Upon more searching online, I decided to go two-tone with the paint. The chest will end up in a hallway, so I wanted to have it pop a bit more and not be afraid of the busy feel it might have. Flat black paint was my idea for the box (which we purchased a quart of) and a cream color paint for the drawers (which we had from another project we did a few months ago). Tip: Check in your hardware store's paint section... they sometimes have great colors that people decide not to purchase on a small rack by the paint mixing area. You can get what's normally a $30 Gallon for $5. We bought a quart of Zinnser primer - suggested in the blog I read. And some black cabinet pulls. Because my handy hubby had paint brushes in his work area (aka The Basement) that he religiously cleans after each use, the supplies needed for this one were already on hand. You will also need sand paper or sand blocks, if you don't have a power sander, so that you can prep the area between coats of primer and paint applications. This really does make a difference in the overall look of the finished piece.
You'll need to clean the wood, and really get into the nooks and crannies of the piece if it's heavily detailed.
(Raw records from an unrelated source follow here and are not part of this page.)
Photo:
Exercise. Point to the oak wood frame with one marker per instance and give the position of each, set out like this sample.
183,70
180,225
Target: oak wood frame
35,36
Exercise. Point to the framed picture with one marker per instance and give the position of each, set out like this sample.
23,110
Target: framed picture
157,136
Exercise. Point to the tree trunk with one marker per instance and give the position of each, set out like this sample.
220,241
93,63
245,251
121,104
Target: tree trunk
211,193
Fortunately, this chest just had some "teeth" at the top that looked like they would be a bit of a hassle. Also, inspect the cabinets. Make sure they are in good shape, and repair if necessary before you actually get to any painting. We had one bottom drawer that unfortunately had not been repaired right the first time, which we missed. We didn't realize how obvious the error would look, as you'll see later on.
After cleaning, make sure you sand everything. Give the primer something to adhere to before you start to paint. We probably could have gotten away with just painting the box of the piece black after sanding; but, Ted wanted to make sure it was done correctly.
Ted primed twice and sanded in between each time. After you sand, always wipe down. Ted would use a damp paper towel after each application had dried. He also used a little dowel and skewered each of the drawer holes for the pulls, to make sure there wasn't any excess paint that might get in the way later. He even let me help clean a bit.
This is the finished box after two layers of flat black. We considered painting the entire inside as well. But, unless someone is very nosy, they wouldn't be opening our drawers and peeking inside.
These are the drawers after two coats of the cream color.
Again, he used the dowel for the holes to make sure they didn't get gunked up with paint for the pulls later. As you can see, we just painted the front. I mentioned to Ted that the bottom two drawers gave the appearance of being smaller separate drawers. I thought it would be a good idea to paint that space between the two faux fronts black. After the cream paint dried completely, he carefully taped and painted the spot black, also making sure that the little wrap around part was black as well to maintain the illusion.
He surprised me for Valentine's Day and finished putting the cabinet pulls on, and, voila:
I was so pleased with how it turned out. It was only when we looked at it head on in the hallway that we noticed how that bad repair I mentioned earlier affected the slant of the bottom drawer.
I still love how it turned out and I can live with the bottom drawer for now. Because it's in our hallway, it won't be too obvious. And, Ted said he might try to repair it down the line. We aren't going to place anything on the top of the chest, so we didn't add any protective coating to it. I like the way the flat black contrasts with the glossy cream color.
I'm pretty inspired now. I have a little hallway table that I may give the same treatment in a month or two. And, we have a little cream-colored settee with cherry legs that might be getting some black ones instead. Will have to wait and see. But, I must say, I'm pretty proud that we only had one serving of Rocky Road (Spent about $35 for the whole project and a few days of hard work.)... we won't be beating ourselves up about it later.